Nur schwer erreichbar
Die zunächst erfolgte automatische Antwort-Mail klingt so: Aufgrund der andauernden Qype-Migration kämen zurzeit sehr viele Anfragen rein, die Bearbeitungszeit betrage deshalb momentan circa zwei Wochen. Für Händler, deren (positive) Bewertungen verschwunden sind, dürfte eine zweiwöchige Wartezeit auf eine Reaktion wenig hilfreich sein. Wirkliche Alternativen dazu gibt es indes auch nicht, zumal rechtliche Schritte, über die etliche Yelp-Kunden offenbar nachdenken, gut überlegt sein wollen.

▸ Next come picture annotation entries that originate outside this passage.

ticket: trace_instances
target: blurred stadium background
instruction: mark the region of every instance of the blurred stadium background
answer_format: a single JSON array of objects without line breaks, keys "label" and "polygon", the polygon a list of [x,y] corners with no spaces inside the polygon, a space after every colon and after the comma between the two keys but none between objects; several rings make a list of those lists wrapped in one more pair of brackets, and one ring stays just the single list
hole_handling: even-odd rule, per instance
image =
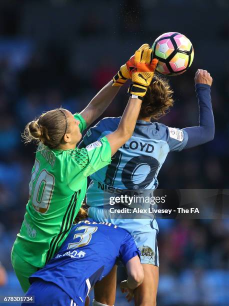
[{"label": "blurred stadium background", "polygon": [[[2,0],[0,2],[0,261],[8,280],[0,296],[22,294],[11,248],[20,227],[35,148],[20,134],[44,110],[81,110],[144,42],[177,31],[194,46],[190,69],[170,78],[175,106],[161,122],[196,124],[198,68],[214,83],[214,141],[169,154],[164,188],[228,188],[229,2],[227,0]],[[120,116],[126,88],[104,116]],[[229,220],[159,220],[160,306],[229,305]],[[122,280],[122,272],[119,274]],[[123,278],[122,278],[123,279]],[[116,304],[127,304],[117,291]],[[16,304],[14,304],[14,305]]]}]

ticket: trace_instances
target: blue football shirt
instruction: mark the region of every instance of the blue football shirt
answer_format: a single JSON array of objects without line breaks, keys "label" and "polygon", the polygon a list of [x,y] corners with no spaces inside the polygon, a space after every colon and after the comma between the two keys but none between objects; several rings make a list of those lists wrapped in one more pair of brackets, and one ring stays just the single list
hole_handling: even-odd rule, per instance
[{"label": "blue football shirt", "polygon": [[[88,130],[80,144],[86,146],[116,130],[120,118],[104,118]],[[112,188],[154,190],[157,176],[168,153],[180,151],[188,140],[184,130],[157,122],[138,120],[131,138],[113,156],[112,162],[90,176],[86,203],[92,206],[107,205],[104,191]]]},{"label": "blue football shirt", "polygon": [[118,258],[126,264],[137,255],[140,252],[128,232],[88,218],[72,226],[58,252],[30,282],[38,278],[56,284],[82,304],[90,288],[109,273]]}]

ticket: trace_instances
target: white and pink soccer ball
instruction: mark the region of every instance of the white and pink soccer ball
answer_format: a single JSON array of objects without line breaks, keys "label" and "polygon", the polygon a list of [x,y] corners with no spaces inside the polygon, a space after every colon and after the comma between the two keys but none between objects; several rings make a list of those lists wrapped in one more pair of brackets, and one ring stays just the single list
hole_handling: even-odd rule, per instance
[{"label": "white and pink soccer ball", "polygon": [[176,32],[164,33],[152,46],[154,58],[158,62],[156,71],[167,76],[178,76],[191,66],[194,57],[192,45],[184,35]]}]

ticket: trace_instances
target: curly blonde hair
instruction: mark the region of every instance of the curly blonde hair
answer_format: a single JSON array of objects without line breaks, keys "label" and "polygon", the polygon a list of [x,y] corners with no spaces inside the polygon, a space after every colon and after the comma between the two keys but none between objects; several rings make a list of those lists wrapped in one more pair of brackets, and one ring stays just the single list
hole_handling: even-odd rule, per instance
[{"label": "curly blonde hair", "polygon": [[160,76],[154,76],[147,89],[140,116],[157,120],[164,116],[174,105],[173,93],[168,80]]}]

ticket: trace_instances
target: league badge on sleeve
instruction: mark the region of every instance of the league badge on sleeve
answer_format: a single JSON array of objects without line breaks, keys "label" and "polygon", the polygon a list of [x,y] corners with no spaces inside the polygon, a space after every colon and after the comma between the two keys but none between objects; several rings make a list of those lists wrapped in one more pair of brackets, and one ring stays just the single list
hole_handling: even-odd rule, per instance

Schwierig sei schon allein die Frage, welche Klage mit welchem Antrag überhaupt formuliert werden soll. "Aktuell tendiere ich zu einer Feststellungsklage, da diese in jedem Fall in Deutschland eingereicht werden könnte", argumentiert Rechtsanwalt Ferner. Allerdings ist damit noch nicht geklärt, wie sinnvoll eine Klage gegen einen Gegner mit Sitz im Ausland ist. "Selbst wenn man obsiegen sollte vor einem deutschen Gericht, verbleibt dann immer noch die Frage der erfolgreichen Vollstreckung – einmal hinsichtlich des erstrittenen Urteils, und dann natürlich auch wegen der entstandenen Kosten", erläutert Ferner. "Die Unsicherheit an dieser Stelle verbleibt leider bestehen, bis es erstmals durchgezogen wurde."
Wenn man – etwa auf yelp-sucks.com – verfolge, wie Yelp in den USA verfährt und wie viele Nutzer dort unzufrieden sind, könne einem schon ein bisschen Angst und Bange werden, wenn es hierzulande genauso weiter gehe, findet Strauß: "Das kann und wird über Kurz oder Lang Existenzen zerstören."